Length of time on parent’s floor: a week

4. Rosemary’s Baby

I would still watch this movie. I think I might have even watched it while pregnant because I am a big genius. To this day I think tarragon is tannis root, and I’m always suspicious of it.

Length of time on parent’s floor: a week.

5. Willy Wonka and the Chocolate Factory

I know technically this is not a horror movie, but I just have two words for you: Oompa Loompa.

Length of time on parent’s floor: 0, but I wanted to, I really wanted to.

6. The Shining

The little boy with the talking finger, the elevator of blood, the deranged father–yes this is the stuff of nightmares, but they got nothing on those twins, man. Those creepy-as-shit twins.
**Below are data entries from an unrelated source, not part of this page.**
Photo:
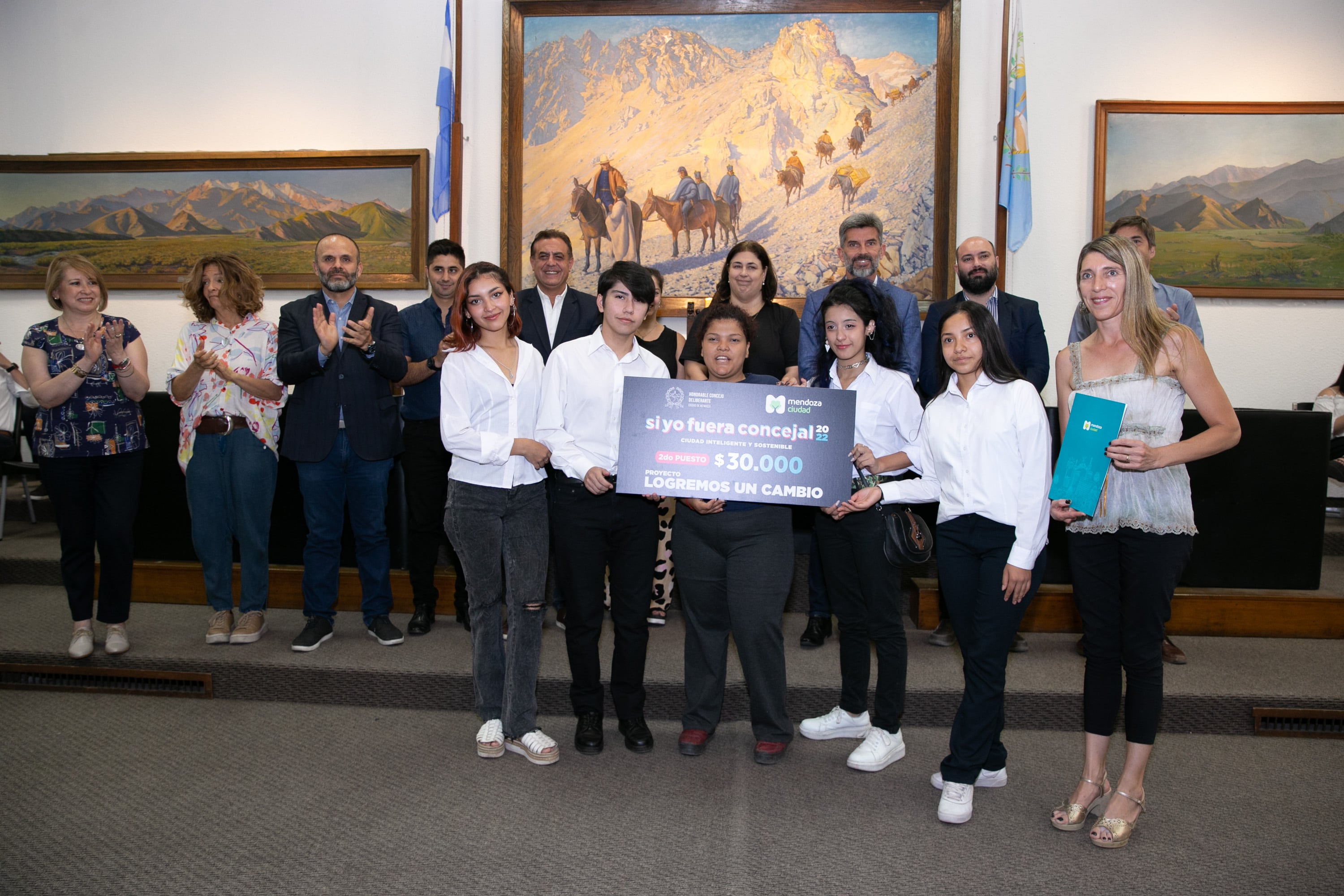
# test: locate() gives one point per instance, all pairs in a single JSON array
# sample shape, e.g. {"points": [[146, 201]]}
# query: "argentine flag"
{"points": [[1015, 167], [444, 146]]}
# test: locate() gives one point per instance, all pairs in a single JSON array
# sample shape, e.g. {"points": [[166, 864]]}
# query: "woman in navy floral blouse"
{"points": [[88, 371]]}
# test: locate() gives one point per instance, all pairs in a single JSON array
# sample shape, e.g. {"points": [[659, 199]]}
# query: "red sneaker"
{"points": [[693, 741]]}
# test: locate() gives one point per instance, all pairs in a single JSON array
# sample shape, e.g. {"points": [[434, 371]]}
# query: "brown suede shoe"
{"points": [[1172, 655], [250, 628], [220, 626]]}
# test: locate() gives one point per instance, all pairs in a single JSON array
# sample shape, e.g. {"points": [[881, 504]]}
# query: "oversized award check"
{"points": [[736, 441]]}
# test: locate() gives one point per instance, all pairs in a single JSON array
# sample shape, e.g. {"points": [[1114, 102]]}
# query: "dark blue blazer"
{"points": [[362, 386], [578, 318], [1019, 322]]}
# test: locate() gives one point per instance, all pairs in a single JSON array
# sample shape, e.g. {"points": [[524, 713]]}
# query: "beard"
{"points": [[336, 283], [861, 265], [978, 284]]}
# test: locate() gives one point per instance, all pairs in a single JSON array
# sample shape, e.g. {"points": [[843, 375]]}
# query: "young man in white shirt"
{"points": [[594, 528]]}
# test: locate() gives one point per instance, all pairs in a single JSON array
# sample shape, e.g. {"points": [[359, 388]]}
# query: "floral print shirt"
{"points": [[99, 418], [248, 349]]}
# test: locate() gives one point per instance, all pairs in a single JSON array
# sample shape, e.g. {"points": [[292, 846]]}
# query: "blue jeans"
{"points": [[506, 563], [327, 485], [230, 485]]}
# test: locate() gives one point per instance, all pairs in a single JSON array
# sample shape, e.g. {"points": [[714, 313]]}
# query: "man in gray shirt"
{"points": [[1174, 302]]}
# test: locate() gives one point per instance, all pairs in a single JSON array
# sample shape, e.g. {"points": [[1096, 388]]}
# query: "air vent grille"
{"points": [[1299, 723], [103, 680]]}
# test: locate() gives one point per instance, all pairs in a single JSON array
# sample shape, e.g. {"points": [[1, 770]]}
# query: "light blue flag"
{"points": [[1015, 167], [441, 191]]}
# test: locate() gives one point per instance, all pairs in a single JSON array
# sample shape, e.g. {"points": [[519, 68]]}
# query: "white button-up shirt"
{"points": [[987, 453], [480, 414], [886, 412], [551, 311], [581, 402]]}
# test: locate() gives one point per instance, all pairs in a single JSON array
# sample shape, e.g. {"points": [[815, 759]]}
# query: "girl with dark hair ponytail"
{"points": [[865, 590], [984, 456]]}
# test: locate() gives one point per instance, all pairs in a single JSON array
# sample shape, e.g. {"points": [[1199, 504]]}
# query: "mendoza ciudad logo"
{"points": [[781, 405]]}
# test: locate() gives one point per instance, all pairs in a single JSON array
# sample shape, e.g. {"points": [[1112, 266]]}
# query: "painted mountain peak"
{"points": [[258, 209]]}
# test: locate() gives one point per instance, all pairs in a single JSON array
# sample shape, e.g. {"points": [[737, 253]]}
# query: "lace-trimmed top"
{"points": [[1155, 500]]}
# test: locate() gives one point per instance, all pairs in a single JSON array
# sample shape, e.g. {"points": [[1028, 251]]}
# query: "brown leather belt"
{"points": [[221, 425]]}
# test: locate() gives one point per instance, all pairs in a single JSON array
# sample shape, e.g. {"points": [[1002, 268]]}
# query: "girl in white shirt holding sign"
{"points": [[491, 394], [984, 456]]}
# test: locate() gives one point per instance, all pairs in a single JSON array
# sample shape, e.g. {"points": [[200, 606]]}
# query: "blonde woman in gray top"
{"points": [[1128, 556]]}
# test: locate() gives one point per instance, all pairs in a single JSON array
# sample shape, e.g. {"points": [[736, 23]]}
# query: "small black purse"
{"points": [[909, 540]]}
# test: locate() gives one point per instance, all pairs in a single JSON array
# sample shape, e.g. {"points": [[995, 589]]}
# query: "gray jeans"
{"points": [[504, 538], [734, 570]]}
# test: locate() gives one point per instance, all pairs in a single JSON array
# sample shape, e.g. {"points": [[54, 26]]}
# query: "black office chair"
{"points": [[17, 466]]}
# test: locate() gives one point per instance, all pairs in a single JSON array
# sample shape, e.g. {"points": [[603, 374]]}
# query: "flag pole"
{"points": [[1000, 213], [455, 191]]}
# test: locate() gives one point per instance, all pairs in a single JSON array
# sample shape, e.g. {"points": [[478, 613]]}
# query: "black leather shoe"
{"points": [[421, 621], [816, 633], [588, 735], [638, 735]]}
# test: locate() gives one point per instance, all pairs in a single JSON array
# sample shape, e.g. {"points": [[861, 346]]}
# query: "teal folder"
{"points": [[1082, 465]]}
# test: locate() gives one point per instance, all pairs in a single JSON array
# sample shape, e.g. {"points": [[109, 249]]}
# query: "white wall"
{"points": [[358, 74]]}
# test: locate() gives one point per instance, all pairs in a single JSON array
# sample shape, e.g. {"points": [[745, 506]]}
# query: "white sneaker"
{"points": [[955, 804], [878, 750], [838, 723], [81, 644], [983, 780], [490, 739], [116, 640]]}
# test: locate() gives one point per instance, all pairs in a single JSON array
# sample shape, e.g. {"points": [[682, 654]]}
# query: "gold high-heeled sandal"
{"points": [[1119, 829], [1077, 813]]}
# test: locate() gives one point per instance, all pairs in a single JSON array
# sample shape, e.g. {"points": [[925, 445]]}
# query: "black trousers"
{"points": [[425, 469], [95, 500], [734, 570], [866, 598], [972, 554], [596, 534], [1123, 587]]}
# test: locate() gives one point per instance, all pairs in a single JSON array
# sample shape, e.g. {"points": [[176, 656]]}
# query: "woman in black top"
{"points": [[737, 564], [662, 340], [748, 281]]}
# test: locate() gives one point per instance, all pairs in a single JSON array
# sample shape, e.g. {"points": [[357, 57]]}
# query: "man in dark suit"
{"points": [[1019, 322], [342, 350], [1018, 319], [551, 312]]}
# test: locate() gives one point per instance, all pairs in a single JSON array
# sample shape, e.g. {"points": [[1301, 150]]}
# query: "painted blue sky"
{"points": [[19, 191], [1144, 148], [858, 35]]}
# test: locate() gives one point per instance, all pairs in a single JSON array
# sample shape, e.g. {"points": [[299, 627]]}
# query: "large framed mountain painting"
{"points": [[816, 109], [1248, 198], [146, 218]]}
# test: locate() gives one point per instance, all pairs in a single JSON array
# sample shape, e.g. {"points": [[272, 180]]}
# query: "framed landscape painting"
{"points": [[1248, 198], [146, 218], [785, 116]]}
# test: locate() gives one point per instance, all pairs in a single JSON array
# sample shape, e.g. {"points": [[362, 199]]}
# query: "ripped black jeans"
{"points": [[504, 542]]}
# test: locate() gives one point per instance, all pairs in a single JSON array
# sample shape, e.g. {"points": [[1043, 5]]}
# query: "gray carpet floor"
{"points": [[140, 796]]}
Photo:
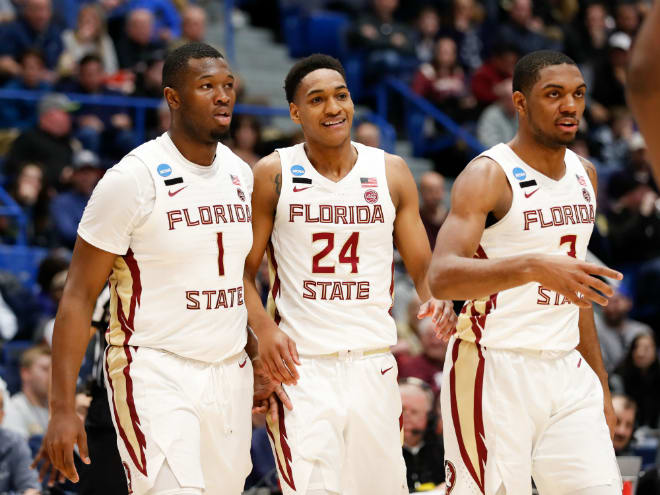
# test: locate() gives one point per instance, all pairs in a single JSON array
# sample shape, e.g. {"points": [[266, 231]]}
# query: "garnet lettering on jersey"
{"points": [[346, 215], [336, 290], [548, 297], [214, 299], [208, 215], [557, 216]]}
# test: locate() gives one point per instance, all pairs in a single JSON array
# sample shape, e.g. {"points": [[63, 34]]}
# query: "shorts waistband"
{"points": [[348, 354]]}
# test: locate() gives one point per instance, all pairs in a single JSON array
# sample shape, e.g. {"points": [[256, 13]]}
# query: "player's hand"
{"points": [[571, 277], [65, 429], [280, 356], [442, 314]]}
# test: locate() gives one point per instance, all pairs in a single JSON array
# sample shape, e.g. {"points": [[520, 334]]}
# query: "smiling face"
{"points": [[204, 99], [323, 107], [554, 106]]}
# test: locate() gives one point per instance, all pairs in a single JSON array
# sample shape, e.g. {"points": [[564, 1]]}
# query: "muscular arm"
{"points": [[644, 84]]}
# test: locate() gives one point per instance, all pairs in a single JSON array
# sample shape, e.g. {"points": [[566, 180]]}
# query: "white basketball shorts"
{"points": [[344, 432], [509, 416], [196, 415]]}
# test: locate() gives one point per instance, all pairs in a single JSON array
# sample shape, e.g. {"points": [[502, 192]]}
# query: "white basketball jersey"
{"points": [[331, 255], [546, 217], [180, 286]]}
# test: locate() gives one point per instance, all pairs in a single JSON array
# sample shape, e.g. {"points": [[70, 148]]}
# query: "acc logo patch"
{"points": [[519, 173], [370, 196], [450, 477], [164, 170], [297, 170]]}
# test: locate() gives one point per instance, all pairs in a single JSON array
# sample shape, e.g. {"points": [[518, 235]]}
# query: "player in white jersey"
{"points": [[329, 211], [524, 390], [170, 225]]}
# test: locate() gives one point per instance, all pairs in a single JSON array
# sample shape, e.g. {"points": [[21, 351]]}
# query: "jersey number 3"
{"points": [[347, 255]]}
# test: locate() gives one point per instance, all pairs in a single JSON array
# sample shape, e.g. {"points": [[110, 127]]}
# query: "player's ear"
{"points": [[293, 112], [172, 97]]}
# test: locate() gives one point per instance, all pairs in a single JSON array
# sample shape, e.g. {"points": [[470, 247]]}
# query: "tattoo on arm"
{"points": [[278, 184]]}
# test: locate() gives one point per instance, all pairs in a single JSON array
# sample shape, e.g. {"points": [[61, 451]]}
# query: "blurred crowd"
{"points": [[458, 54]]}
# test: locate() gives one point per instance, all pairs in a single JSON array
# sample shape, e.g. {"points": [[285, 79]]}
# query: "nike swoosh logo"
{"points": [[173, 193]]}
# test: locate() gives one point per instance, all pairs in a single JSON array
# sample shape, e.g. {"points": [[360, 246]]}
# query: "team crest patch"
{"points": [[129, 482], [164, 170], [450, 477], [370, 196]]}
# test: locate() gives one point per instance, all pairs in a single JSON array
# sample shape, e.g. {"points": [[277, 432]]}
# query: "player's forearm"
{"points": [[457, 278], [70, 339]]}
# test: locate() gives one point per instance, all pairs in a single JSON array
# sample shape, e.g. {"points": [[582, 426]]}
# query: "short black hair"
{"points": [[176, 61], [307, 65], [526, 72]]}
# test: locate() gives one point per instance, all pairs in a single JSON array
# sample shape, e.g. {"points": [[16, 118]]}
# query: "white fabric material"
{"points": [[343, 433], [333, 249], [550, 217], [184, 244], [542, 415], [195, 416]]}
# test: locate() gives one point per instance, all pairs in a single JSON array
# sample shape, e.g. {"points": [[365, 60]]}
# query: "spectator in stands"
{"points": [[35, 29], [498, 123], [523, 30], [388, 43], [423, 451], [466, 29], [367, 133], [428, 27], [245, 133], [22, 114], [67, 207], [639, 376], [625, 410], [432, 208], [16, 476], [428, 365], [442, 81], [497, 70], [135, 47], [89, 37], [616, 330], [610, 79], [633, 220], [27, 411], [100, 128], [49, 143]]}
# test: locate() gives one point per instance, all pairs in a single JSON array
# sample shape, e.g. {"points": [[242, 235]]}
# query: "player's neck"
{"points": [[549, 160], [193, 150], [333, 163]]}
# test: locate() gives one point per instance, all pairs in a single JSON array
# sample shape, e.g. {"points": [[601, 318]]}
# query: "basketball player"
{"points": [[524, 389], [329, 210], [644, 84], [170, 226]]}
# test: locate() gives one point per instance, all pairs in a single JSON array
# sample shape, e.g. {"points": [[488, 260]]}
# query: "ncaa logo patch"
{"points": [[519, 173], [164, 170], [450, 477], [370, 196]]}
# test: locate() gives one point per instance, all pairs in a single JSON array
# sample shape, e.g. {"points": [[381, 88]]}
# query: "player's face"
{"points": [[323, 107], [555, 105], [207, 98]]}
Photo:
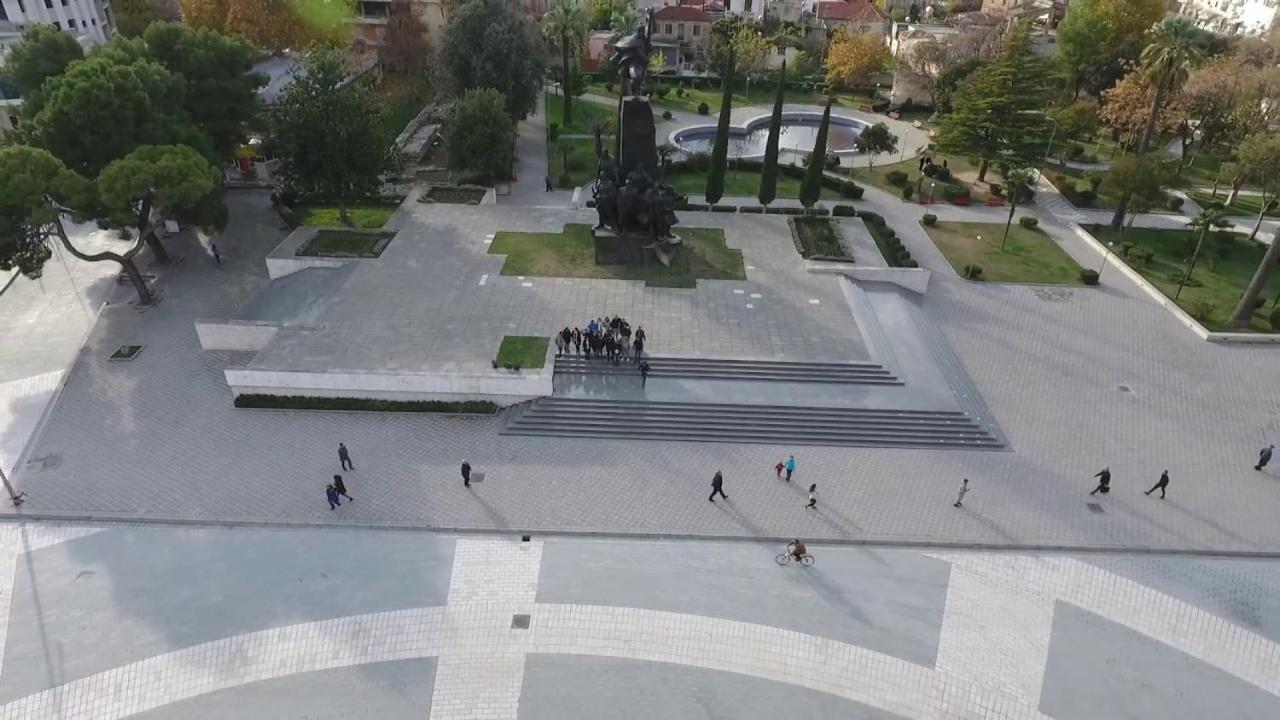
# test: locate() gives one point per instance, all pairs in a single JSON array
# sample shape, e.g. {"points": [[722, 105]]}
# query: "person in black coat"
{"points": [[1104, 482]]}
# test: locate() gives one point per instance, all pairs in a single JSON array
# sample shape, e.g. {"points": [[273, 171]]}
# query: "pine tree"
{"points": [[812, 188], [999, 113], [720, 151], [769, 173]]}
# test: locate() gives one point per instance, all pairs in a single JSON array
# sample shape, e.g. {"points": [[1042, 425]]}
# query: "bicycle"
{"points": [[785, 557]]}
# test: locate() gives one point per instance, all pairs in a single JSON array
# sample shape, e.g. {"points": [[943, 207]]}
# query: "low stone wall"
{"points": [[501, 387], [1164, 301], [240, 335]]}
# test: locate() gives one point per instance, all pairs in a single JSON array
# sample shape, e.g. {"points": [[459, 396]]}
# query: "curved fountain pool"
{"points": [[799, 131]]}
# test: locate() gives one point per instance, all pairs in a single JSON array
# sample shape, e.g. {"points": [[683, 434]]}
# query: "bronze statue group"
{"points": [[608, 338]]}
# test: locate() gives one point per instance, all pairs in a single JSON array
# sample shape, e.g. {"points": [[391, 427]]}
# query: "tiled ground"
{"points": [[347, 632]]}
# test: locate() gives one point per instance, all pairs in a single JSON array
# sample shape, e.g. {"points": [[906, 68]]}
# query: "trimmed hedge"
{"points": [[300, 402]]}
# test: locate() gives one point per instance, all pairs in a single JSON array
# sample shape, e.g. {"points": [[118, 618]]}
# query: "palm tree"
{"points": [[566, 24], [1208, 218], [1166, 63]]}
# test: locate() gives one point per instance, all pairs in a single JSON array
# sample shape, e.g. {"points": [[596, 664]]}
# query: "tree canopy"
{"points": [[480, 133], [488, 45], [329, 135], [997, 114]]}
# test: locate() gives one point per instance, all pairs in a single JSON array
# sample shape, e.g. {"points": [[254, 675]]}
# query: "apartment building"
{"points": [[1233, 17]]}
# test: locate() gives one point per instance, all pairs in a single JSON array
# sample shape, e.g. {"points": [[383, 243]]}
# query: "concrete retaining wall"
{"points": [[1118, 264], [501, 387]]}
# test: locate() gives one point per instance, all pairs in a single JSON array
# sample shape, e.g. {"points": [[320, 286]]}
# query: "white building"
{"points": [[1233, 17], [90, 21]]}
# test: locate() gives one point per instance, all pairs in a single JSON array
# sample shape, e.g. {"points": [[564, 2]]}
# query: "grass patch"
{"points": [[584, 112], [371, 217], [1243, 205], [521, 351], [346, 244], [817, 237], [1031, 256], [1226, 264], [571, 254], [301, 402], [455, 194]]}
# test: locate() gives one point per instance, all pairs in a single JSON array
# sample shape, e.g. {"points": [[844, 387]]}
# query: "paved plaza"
{"points": [[178, 623]]}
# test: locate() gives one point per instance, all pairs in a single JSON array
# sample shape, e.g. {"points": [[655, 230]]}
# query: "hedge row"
{"points": [[300, 402]]}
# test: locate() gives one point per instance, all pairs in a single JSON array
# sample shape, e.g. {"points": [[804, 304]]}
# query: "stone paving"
{"points": [[1078, 378], [393, 624]]}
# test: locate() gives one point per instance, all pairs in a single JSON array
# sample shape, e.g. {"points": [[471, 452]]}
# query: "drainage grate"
{"points": [[126, 352]]}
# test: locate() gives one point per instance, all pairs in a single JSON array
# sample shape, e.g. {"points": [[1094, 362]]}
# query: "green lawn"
{"points": [[371, 217], [1031, 255], [1220, 286], [522, 351], [584, 112], [745, 182], [1244, 204], [571, 254], [580, 160], [762, 94]]}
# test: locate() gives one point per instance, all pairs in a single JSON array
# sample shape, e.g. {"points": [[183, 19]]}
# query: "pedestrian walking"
{"points": [[1104, 482], [1160, 484], [341, 488], [717, 487], [1265, 456]]}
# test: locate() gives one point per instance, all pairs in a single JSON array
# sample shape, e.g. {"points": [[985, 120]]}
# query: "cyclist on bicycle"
{"points": [[796, 548]]}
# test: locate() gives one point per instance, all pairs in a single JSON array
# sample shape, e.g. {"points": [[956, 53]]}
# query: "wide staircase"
{"points": [[723, 422], [722, 369]]}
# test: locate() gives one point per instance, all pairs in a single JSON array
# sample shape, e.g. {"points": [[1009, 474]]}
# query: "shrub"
{"points": [[1202, 309], [850, 190], [302, 402]]}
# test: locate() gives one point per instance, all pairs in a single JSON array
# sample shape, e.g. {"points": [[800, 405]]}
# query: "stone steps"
{"points": [[727, 369], [746, 423]]}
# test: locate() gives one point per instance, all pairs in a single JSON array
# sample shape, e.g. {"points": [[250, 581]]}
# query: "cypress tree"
{"points": [[769, 173], [810, 191], [720, 151]]}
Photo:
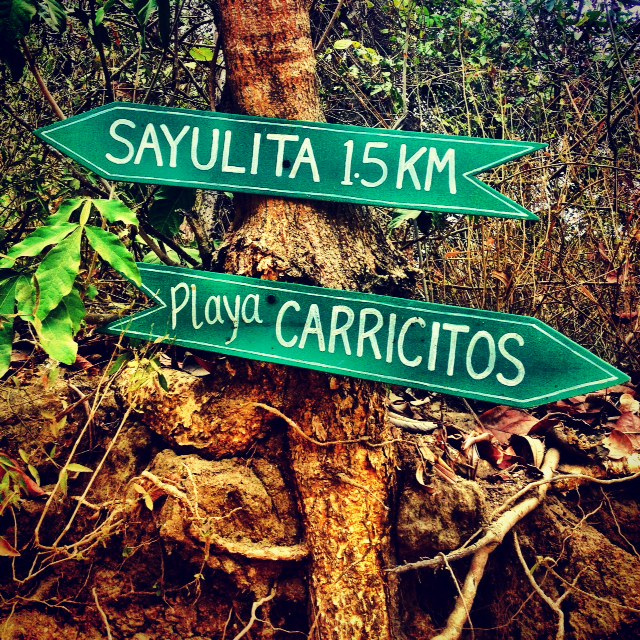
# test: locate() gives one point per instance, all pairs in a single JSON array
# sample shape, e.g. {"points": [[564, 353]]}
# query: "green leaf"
{"points": [[341, 45], [115, 211], [165, 212], [57, 273], [121, 360], [143, 10], [110, 249], [74, 467], [56, 335], [25, 298], [201, 54], [164, 22], [6, 343], [403, 215], [15, 19], [40, 239], [54, 14], [7, 309], [64, 211], [75, 309]]}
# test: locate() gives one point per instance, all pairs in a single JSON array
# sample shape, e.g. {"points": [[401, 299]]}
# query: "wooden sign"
{"points": [[291, 159], [508, 359]]}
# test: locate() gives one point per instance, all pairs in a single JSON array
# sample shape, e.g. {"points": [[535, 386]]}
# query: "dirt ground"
{"points": [[153, 538]]}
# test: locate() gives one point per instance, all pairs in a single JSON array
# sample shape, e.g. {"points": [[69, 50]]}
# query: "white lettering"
{"points": [[234, 316], [409, 165], [491, 360], [369, 334], [174, 142], [336, 331], [282, 139], [255, 298], [401, 336], [434, 161], [194, 319], [149, 141], [226, 167], [455, 330], [512, 359], [215, 138], [312, 326], [256, 153], [207, 312], [391, 336], [433, 347], [174, 310], [286, 343], [115, 136], [306, 155]]}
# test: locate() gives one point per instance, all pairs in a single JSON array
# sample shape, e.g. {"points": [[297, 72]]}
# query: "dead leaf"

I would make out with a decaying old woman any day of the week over having a conversation with those twins.

Length of time on parent’s floor: six weeks

7. Nightmare on Elm Street

I thought I could handle this one by watching it with the volume turned completely off, a boom-box playing Duran Duran and multiple bags of salt-and-vinegar Wise potato chips, my number one comfort food. Didn’t work.

Length of time on parent’s floor: two months.

8. Scream

Okay, so technically I was not a child when Scream was released in theaters. I was more like in the 20-year-old range. I saw this when I was home for the Christmas holiday and it’s very likely that I snuck into my parent’s room and slept on their floor and snuck out in shame very early the next morning before they woke up.

Length of time on parent’s floor: one embarrassing night.

So what movies have caused you sleepless nights?

120 comments

  1. Speaker7,
    I used to think that the young teen who has sex with his sister in Amityville II was Rick Springfield… Equally spooky. I still think that The Grady Twins from The Shining and Regan MacNeil from The Exorcist are the scariest evil incarnations ever, right up there with Paul Ryan.
    Le Clown

      1. You guys should read my short story in which I imagine an alternate reality where Paul Ryan became what he was planning to do before he went to Washington: become a ski instructor in Colorado… it makes me so sad.

  2. Glad I’m not the only one the Oompa Loompas used to scare. They creeped me out more than any of those other movies you mentioned. And yet it was one of my favorite movies, and I watched it over and over again. Masochistic, I suppose.

      1. I think it was their telepathic powers over us. Perhaps they’re still using their mind control. Seems as good as any other excuse for some of my behaviors.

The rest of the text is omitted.